Well, the first Bucket - the one full of the highly shorted stocks - would have produced average returns of 8.38% per year. The last Bucket - the ones filled with low short interest stocks - would have generated 18.77% per year, on average.
So - the long-term evidence is clear: short money is smart money. And, intuitively, this makes sense. Short sellers tend to be large investors with tons of research firepower. When they short a stock, they are taking a lot of risk in doing it. That means they do a ton of research beforehand and, in most - but not all - cases, they are correct.
So, in summary, looking at short interest is a useful indicator for investors. If you’re considering buying a stock, first check how much of the shares outstanding are being shorted. If you see a big number, you should think twice before buying. There is a lot of smart money betting against it.

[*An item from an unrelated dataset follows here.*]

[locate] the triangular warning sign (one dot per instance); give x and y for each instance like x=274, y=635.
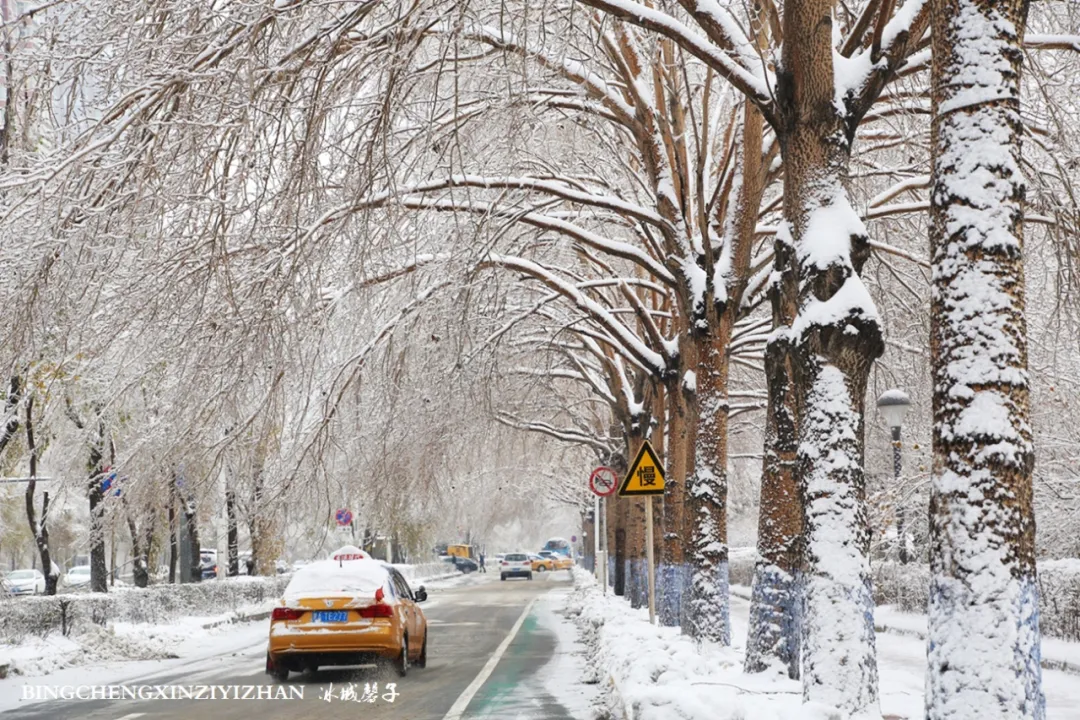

As for GME, if Biff were to have bought it on January 12th, 2021 - my prediction is that he would’ve sold it on January 25th at near $350. You should do your own research before buying or selling any security, but if I owned it right now, I would be selling. My prediction is that the stock trades for less than $50 by year-end 2021.
Disclaimer: This is not financial advice. Past performance is no guarantee of future results. This is not an offer to buy or sell any security. Do your own research before making investment decisions. Author does not own any position in the stocks mentioned nor does he plan to make any purchases within the next 48 hours.